The event opened up a significant business line for Space Exploration Technologies Corp., Elon Musk’s Hawthorne rocket manufacturer, and gives the company an alternative revenue stream that is immune from downswings in the commercial market and civilian government budgets – a pressing concern as the market for large satellite launches appears vulnerable.
With production of large geostationary satellites slowing over the last year, SpaceX needs to be prepared for the resulting slackening of demand for launch services in coming years, said Tim Farrar, president of Menlo Park consulting firm Telecom, Media & Finance Associates Inc.
“They will have to look to diversify from geostationary satellites, because there just won’t be as much to launch in three or four years,” he said. “There is a lot of concern in the industry about the decline in satellites.”
Vertically integrated SpaceX provides the cheapest ride into space, but its market is limited to a portion of the roughly 80 to 85 satellites launched worldwide each year for military, government, and commercial uses, said Bill Ostrove, an analyst with Forecast International Inc. of Newtown, Conn. That’s because many countries prefer to launch satellites on homegrown rockets. The U.S. military and commercial satellite operators also don’t like to be locked into contracts with a single launch-service provider – even if that means paying more to support a competitor such as Centennial, Colo.-based United Launch Alliance.
“Half of the commercial market, half of the U.S. civil (government) and military market is the max potential,” he said. “So right now, you are talking about 20 to 25 launches per year.”

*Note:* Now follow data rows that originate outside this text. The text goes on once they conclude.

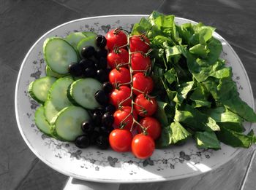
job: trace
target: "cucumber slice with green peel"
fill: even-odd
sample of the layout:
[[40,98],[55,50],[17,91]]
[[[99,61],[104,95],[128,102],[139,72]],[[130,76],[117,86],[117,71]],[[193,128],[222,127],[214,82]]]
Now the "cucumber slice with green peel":
[[87,46],[93,46],[95,49],[97,48],[96,46],[95,36],[91,36],[85,38],[79,41],[77,49],[80,58],[82,58],[81,51],[83,47],[87,47]]
[[44,107],[41,106],[34,113],[34,122],[37,128],[48,135],[50,135],[50,124],[44,115]]
[[67,90],[74,80],[70,76],[65,76],[56,80],[51,86],[48,100],[45,103],[45,116],[46,120],[52,124],[53,119],[62,108],[72,106],[67,96]]
[[86,37],[86,35],[84,35],[82,32],[74,32],[65,38],[65,40],[67,41],[71,45],[72,45],[73,47],[75,49],[78,47],[78,42]]
[[46,63],[60,74],[67,74],[69,66],[78,62],[74,47],[59,37],[47,39],[44,42],[43,52]]
[[50,124],[54,122],[53,119],[57,115],[60,110],[61,110],[61,107],[55,106],[51,100],[46,100],[44,106],[44,116]]
[[94,36],[94,38],[96,39],[97,34],[92,32],[92,31],[83,31],[82,32],[82,33],[86,36],[86,37],[91,37],[91,36]]
[[74,141],[83,133],[81,130],[82,122],[89,119],[89,114],[84,108],[78,106],[67,107],[57,114],[50,130],[64,140]]
[[99,104],[94,98],[97,90],[102,89],[102,84],[92,78],[81,79],[74,82],[69,89],[71,98],[83,108],[94,109]]
[[48,98],[53,101],[61,101],[64,106],[67,106],[67,103],[69,103],[67,98],[67,90],[73,82],[72,76],[59,79],[50,87]]
[[46,76],[53,76],[57,79],[64,76],[64,74],[60,74],[56,72],[54,72],[48,66],[45,66],[45,74]]
[[36,101],[43,103],[47,99],[51,85],[56,80],[56,78],[45,76],[33,81],[29,86],[30,96]]

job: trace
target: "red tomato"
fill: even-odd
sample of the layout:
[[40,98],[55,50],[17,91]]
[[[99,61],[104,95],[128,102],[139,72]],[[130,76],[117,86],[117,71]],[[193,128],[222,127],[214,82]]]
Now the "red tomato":
[[[110,52],[107,57],[108,63],[111,68],[115,68],[118,65],[129,62],[129,52],[127,50],[121,48]],[[123,67],[128,67],[128,65]]]
[[[124,127],[123,128],[124,130],[131,130],[132,122],[133,122],[133,118],[136,120],[138,119],[136,112],[133,111],[132,112],[133,116],[132,116],[132,114],[130,114],[131,111],[132,111],[132,107],[130,106],[123,106],[121,108],[121,110],[116,111],[116,112],[113,114],[115,128],[120,127],[121,124],[125,124]],[[127,118],[125,119],[127,116]]]
[[135,100],[136,113],[140,116],[150,116],[157,109],[157,103],[154,98],[145,97],[145,95],[138,95]]
[[133,52],[148,52],[150,49],[149,40],[144,35],[140,36],[132,36],[129,39],[129,50]]
[[[148,56],[142,53],[133,53],[131,56],[131,66],[132,70],[146,71],[151,66],[151,61]],[[136,71],[134,72],[137,73]]]
[[[109,82],[115,86],[115,84],[123,83],[128,83],[131,81],[131,76],[129,71],[126,68],[121,67],[118,69],[113,69],[108,76]],[[126,84],[129,85],[129,84]]]
[[154,87],[153,79],[150,76],[146,76],[143,73],[135,74],[132,76],[132,84],[135,88],[132,92],[137,95],[141,94],[141,92],[150,93],[152,92]]
[[[127,86],[120,86],[118,89],[115,89],[110,96],[110,103],[114,105],[116,108],[118,107],[118,104],[128,98],[131,95],[131,89]],[[132,100],[127,99],[121,103],[122,106],[131,106]]]
[[[147,135],[151,136],[154,140],[157,139],[161,135],[161,124],[154,117],[145,117],[140,121],[140,124],[144,128],[146,128]],[[138,127],[138,132],[143,130]]]
[[109,143],[115,151],[124,152],[129,151],[132,140],[132,132],[126,130],[113,130],[109,135]]
[[115,47],[121,47],[127,44],[127,36],[119,28],[110,31],[105,36],[107,47],[112,50]]
[[155,144],[152,138],[142,133],[136,135],[132,141],[132,154],[138,159],[147,159],[153,154]]

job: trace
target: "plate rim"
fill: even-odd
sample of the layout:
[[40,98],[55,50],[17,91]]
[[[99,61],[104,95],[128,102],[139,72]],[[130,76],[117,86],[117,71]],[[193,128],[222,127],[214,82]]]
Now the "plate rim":
[[[193,177],[195,175],[198,175],[200,174],[203,174],[203,173],[208,173],[210,171],[213,171],[216,169],[217,169],[218,167],[221,167],[222,165],[224,165],[225,164],[226,164],[227,162],[229,162],[230,160],[231,160],[232,159],[233,159],[241,150],[244,149],[242,148],[236,148],[236,150],[230,155],[230,159],[228,160],[227,160],[225,162],[218,162],[217,164],[214,165],[211,170],[208,170],[208,171],[203,171],[203,172],[192,172],[192,173],[186,173],[186,174],[181,174],[181,175],[176,175],[175,177],[171,176],[171,177],[159,177],[159,178],[154,178],[152,179],[150,178],[147,178],[147,179],[143,179],[143,180],[114,180],[114,179],[102,179],[102,178],[88,178],[88,176],[86,176],[85,178],[85,176],[82,176],[82,175],[78,175],[77,174],[70,173],[69,171],[64,170],[59,170],[59,168],[57,168],[56,167],[54,166],[54,165],[53,165],[52,163],[50,163],[48,160],[45,159],[39,153],[37,153],[36,151],[36,150],[31,146],[31,143],[29,142],[29,140],[28,140],[28,138],[26,138],[26,136],[25,135],[24,132],[23,132],[22,127],[21,127],[21,124],[20,122],[20,116],[18,115],[18,87],[19,87],[19,81],[20,79],[20,76],[21,76],[21,73],[23,71],[23,68],[25,66],[25,63],[28,58],[28,57],[29,56],[29,55],[31,54],[31,52],[33,50],[34,47],[39,43],[39,41],[44,38],[45,36],[47,36],[49,33],[55,31],[57,28],[61,28],[64,25],[72,23],[75,23],[75,22],[79,22],[80,20],[93,20],[93,19],[97,19],[97,18],[105,18],[105,17],[148,17],[149,15],[102,15],[102,16],[94,16],[94,17],[83,17],[83,18],[79,18],[79,19],[75,19],[75,20],[69,20],[68,22],[66,22],[64,23],[62,23],[61,25],[59,25],[56,27],[54,27],[53,28],[48,31],[46,33],[45,33],[43,35],[42,35],[34,44],[31,47],[31,48],[29,49],[29,50],[28,51],[28,52],[26,53],[24,59],[22,61],[21,66],[20,67],[19,69],[19,72],[18,72],[18,75],[17,77],[17,80],[16,80],[16,84],[15,84],[15,118],[16,118],[16,122],[17,122],[17,124],[20,131],[20,133],[21,134],[21,136],[23,138],[23,139],[24,140],[25,143],[26,143],[26,145],[29,146],[29,149],[36,155],[37,157],[38,157],[42,162],[43,162],[45,164],[46,164],[48,166],[49,166],[50,167],[53,168],[53,170],[65,175],[67,176],[71,176],[77,179],[80,179],[80,180],[84,180],[84,181],[94,181],[94,182],[99,182],[99,183],[129,183],[129,182],[133,182],[133,183],[148,183],[148,182],[159,182],[159,181],[173,181],[173,180],[177,180],[177,179],[181,179],[181,178],[190,178],[190,177]],[[187,18],[184,18],[184,17],[175,17],[176,18],[180,19],[180,20],[185,20],[187,21],[193,23],[198,23],[194,20],[189,20],[189,19],[187,19]],[[249,93],[251,97],[252,97],[252,100],[251,100],[251,103],[252,105],[252,109],[255,111],[255,100],[254,100],[254,96],[253,96],[253,92],[252,92],[252,85],[251,85],[251,82],[249,79],[249,76],[247,74],[247,72],[241,60],[241,59],[239,58],[238,55],[236,54],[236,52],[235,52],[235,50],[233,49],[233,47],[231,47],[231,45],[228,43],[228,41],[227,40],[225,40],[222,36],[220,36],[218,33],[214,32],[214,34],[216,34],[217,36],[218,36],[220,39],[222,39],[225,41],[225,42],[227,43],[227,45],[228,46],[228,47],[230,48],[230,50],[232,51],[232,52],[233,53],[233,55],[236,56],[236,59],[238,60],[238,61],[240,63],[240,66],[242,68],[242,71],[244,72],[244,74],[245,76],[245,78],[246,79],[246,82],[248,82],[249,84]],[[252,128],[252,124],[250,123],[250,128]]]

The number of U.S. military satellite contracts fluctuates, depending on mission requirements, but on average involves about 10 launches each year, industry observers said. That means if SpaceX wins half of those launch contracts, it could amount to around 25 percent of its total addressable market.
“It’s a fairly reliable market because the U.S. military will (always) launch a certain number of satellites annually,” said Marco Caceres, director of space studies at Teal Group Corp. of Fairfax, Va. “This is a big cash cow.”
Military missions are often more expensive endeavors, requiring extra flight prechecks, hardware redundancies, and mountains of paperwork, which allow launch service providers to charge a premium, said TMF’s Farrar.
SpaceX officials declined to comment.
ULA, a joint venture of Boeing Co. and Lockheed Martin Corp., maintained a monopoly on U.S. military launch contracts for a decade as the only company certified to launch Air Force satellites. SpaceX sued the Air Force in 2014 for the right to bid on contracts, arguing it could provide launch services for a lower cost and without the national security implications ULA’s Atlas rocket, which uses Russian-made rocket engines.
SpaceX settled its lawsuit in 2015 after the Air Force agreed to make the bid process competitive; the company won an $82.7 million contract last year to launch a GPS satellite for the Air Force in 2018.
ULA opted not to bid, reportedly because it couldn’t compete on price. According to the company’s website, its rival Atlas 5 rocket has been contracted to the Air Force on previous missions for $163 million.
“The concern (with ULA) over the years on the part of the U.S. military was that the price was going up considerably because you didn’t have competition,” Caceres said.
The National Reconnaissance Office announced last year that it had awarded SpaceX a contract estimated to be worth $100 million to launch a spy satellite for the agency, a division of the Defense Department. In March, the company received its second Air Force contract, worth $96.5 million, to launch another GPS satellite in 2019.
The company is not yet able to compete for the U.S. military’s heaviest and largest satellite launches because of the limited lift capability of its Falcon 9 rocket. ULA maintains a monopoly on those flights for now with its heavy-lift Delta rocket, which costs $350 million to launch.
SpaceX aims to break into that market with its Falcon Heavy rocket, which it plans to launch for the first time in late summer. The Falcon Heavy could be certified for Air Force flights within two years, according to industry experts.
“The Falcon Heavy is still a question mark because it hasn’t launched,” Teal’s Caceres said. “Once they get that heavy-lift capability, they can compete fully with ULA.”